Production-grade observability platform: columnar hot index (24h), Parquet warm tier (90d), S3 Glacier cold archive (7y), streaming alert engine, distributed cross-tier query engine, schema-on-read parsing, and sampling for high-cardinality metrics.
The multi-tier logging platform with streaming alerting represents the state of the art in production observability — the architecture behind Datadog, Splunk Cloud, Elastic Observability, and AWS CloudWatch at their largest scale. It addresses three limitations of the standard Kafka-plus-Elasticsearch pipeline that become critical at FAANG scale: the lack of streaming alerting, the two-tier storage gap between hot and cold, and the absence of a unified query interface across storage tiers.
The first limitation is alerting latency. The standard pipeline (v1) indexes logs and pre-computes dashboard metrics but has no mechanism for streaming alerting. Detecting that the 5xx error rate for the checkout service exceeds 1 percent in a 5-minute window requires either polling Elasticsearch periodically (adding minutes of delay) or building custom aggregations from the Redis metrics cache (limited to pre-defined aggregations). In a production incident, minutes of alert delay translate directly to minutes of customer impact. The multi-tier variant adds a dedicated AlertEngine that evaluates rules on every parsed log record as it flows through the pipeline, providing sub-5-second alert latency.
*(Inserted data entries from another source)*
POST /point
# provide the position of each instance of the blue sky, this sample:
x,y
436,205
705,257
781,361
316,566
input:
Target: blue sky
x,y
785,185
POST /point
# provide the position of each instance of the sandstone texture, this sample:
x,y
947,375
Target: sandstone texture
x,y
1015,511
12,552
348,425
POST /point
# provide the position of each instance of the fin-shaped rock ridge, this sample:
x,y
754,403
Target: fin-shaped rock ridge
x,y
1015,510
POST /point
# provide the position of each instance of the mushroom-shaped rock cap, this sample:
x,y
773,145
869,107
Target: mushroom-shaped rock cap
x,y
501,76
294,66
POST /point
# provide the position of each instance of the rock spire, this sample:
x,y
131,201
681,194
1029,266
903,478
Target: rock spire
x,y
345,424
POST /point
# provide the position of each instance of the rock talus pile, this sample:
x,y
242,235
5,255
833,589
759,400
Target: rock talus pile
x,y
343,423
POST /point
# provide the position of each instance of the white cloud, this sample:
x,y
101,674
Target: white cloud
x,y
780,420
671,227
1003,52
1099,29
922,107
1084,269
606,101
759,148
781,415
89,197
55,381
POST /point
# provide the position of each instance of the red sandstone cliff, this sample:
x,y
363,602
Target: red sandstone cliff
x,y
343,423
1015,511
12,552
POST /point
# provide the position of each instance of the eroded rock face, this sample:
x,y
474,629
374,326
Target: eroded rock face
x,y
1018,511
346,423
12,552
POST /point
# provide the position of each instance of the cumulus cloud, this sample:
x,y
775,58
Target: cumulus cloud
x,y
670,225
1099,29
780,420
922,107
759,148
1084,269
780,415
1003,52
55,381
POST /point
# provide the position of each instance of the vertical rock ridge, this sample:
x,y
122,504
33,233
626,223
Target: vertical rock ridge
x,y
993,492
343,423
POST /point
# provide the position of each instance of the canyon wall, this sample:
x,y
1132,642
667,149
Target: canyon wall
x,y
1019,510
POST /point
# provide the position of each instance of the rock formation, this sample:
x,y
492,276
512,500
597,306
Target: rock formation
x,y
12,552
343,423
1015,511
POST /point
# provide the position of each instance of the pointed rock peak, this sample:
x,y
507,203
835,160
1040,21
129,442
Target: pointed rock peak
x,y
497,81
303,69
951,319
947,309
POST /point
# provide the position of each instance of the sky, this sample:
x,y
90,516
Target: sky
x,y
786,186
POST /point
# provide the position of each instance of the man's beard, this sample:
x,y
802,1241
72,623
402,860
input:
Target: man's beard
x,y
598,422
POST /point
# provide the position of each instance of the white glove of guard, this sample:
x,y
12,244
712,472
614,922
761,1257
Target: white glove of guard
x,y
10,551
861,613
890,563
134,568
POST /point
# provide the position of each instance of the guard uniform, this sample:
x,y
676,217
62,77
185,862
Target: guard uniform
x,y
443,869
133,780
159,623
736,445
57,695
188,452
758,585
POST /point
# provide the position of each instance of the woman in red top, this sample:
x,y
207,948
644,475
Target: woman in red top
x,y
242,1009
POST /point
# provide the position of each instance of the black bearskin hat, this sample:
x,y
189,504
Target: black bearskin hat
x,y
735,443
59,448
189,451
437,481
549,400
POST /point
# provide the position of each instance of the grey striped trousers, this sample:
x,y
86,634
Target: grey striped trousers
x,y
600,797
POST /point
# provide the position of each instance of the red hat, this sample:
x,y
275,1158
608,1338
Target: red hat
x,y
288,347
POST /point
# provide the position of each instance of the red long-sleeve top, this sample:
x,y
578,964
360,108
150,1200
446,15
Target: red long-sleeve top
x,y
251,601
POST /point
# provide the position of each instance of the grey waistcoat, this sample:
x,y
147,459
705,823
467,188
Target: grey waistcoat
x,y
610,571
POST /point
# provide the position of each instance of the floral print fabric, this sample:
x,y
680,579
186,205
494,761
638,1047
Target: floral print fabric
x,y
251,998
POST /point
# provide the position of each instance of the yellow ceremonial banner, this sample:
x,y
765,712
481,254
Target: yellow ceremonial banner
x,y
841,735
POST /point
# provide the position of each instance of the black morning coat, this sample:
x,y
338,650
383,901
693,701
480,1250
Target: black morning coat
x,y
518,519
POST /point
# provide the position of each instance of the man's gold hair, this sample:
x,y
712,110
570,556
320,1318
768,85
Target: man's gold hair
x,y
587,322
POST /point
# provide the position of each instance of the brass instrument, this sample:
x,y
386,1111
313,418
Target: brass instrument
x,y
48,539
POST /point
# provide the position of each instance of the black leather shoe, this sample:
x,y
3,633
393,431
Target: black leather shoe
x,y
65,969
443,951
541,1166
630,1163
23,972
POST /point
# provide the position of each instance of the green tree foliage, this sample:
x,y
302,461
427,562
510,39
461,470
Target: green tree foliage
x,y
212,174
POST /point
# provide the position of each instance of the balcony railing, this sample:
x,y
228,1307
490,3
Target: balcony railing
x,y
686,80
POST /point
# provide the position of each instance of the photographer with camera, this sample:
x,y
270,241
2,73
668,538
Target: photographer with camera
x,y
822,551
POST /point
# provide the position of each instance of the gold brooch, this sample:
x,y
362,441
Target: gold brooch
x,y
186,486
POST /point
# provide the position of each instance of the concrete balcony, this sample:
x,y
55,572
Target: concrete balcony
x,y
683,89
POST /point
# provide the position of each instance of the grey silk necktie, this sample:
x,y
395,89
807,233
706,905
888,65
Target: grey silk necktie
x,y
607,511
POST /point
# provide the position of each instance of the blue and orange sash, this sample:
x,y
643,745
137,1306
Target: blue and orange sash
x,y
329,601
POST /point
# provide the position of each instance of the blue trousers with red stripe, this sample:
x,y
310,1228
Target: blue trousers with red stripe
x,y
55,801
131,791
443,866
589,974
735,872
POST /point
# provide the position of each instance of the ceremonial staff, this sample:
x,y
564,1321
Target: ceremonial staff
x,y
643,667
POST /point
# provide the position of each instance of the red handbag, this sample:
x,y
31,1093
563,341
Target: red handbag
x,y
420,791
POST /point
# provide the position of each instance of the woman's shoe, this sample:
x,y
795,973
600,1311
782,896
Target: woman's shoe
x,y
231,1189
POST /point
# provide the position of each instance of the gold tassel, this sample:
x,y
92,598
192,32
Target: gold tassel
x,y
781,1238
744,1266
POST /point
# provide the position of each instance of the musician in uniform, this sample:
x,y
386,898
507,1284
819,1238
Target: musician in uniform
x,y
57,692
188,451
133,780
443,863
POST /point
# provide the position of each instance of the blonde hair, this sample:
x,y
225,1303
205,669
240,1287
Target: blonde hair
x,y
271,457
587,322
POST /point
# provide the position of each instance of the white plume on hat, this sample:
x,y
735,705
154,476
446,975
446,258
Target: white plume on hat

The second limitation is the storage gap between hot and cold tiers. The standard pipeline has two tiers: hot (Elasticsearch, 7 days, ~$2,300/TB/month) and cold (S3, 7 years, ~$0.01/TB/month). Data transitions directly from hot to cold with no intermediate tier. This means that querying logs from 8 days ago requires a cold-tier S3 scan at 30-60 seconds latency, even though 8-day-old data is frequently accessed during incident investigations. The multi-tier variant introduces a warm tier: compressed Parquet files in S3 Standard ($23/TB/month) retaining 90 days of data with ~10-second query latency via S3 Select. This fills the gap between expensive-fast and cheap-slow.
The third limitation is the lack of a unified query interface. In the standard pipeline, engineers must know which tier contains the data they need and use different tools for each tier. Recent data requires an Elasticsearch query; historical data requires S3 Select or Athena. The multi-tier variant adds a distributed QueryEngine that accepts a single query with a time range and automatically determines which tiers to query, executes sub-queries in parallel, and merges results transparently. This is how production platforms like Datadog present a seamless search experience across petabytes of data spanning years.
Additional capabilities in the multi-tier variant include schema-on-read parsing (auto-detecting JSON, logfmt, and grok patterns without requiring upfront schema definition), sampling for high-cardinality metrics (keeping 100 percent of ERROR, 10 percent of WARN, 1 percent of DEBUG to reduce indexing cost 100x while preserving statistical accuracy), and a columnar hot index (ClickHouse or Apache Druid) that provides 10x faster aggregation queries than Elasticsearch for dashboard workloads.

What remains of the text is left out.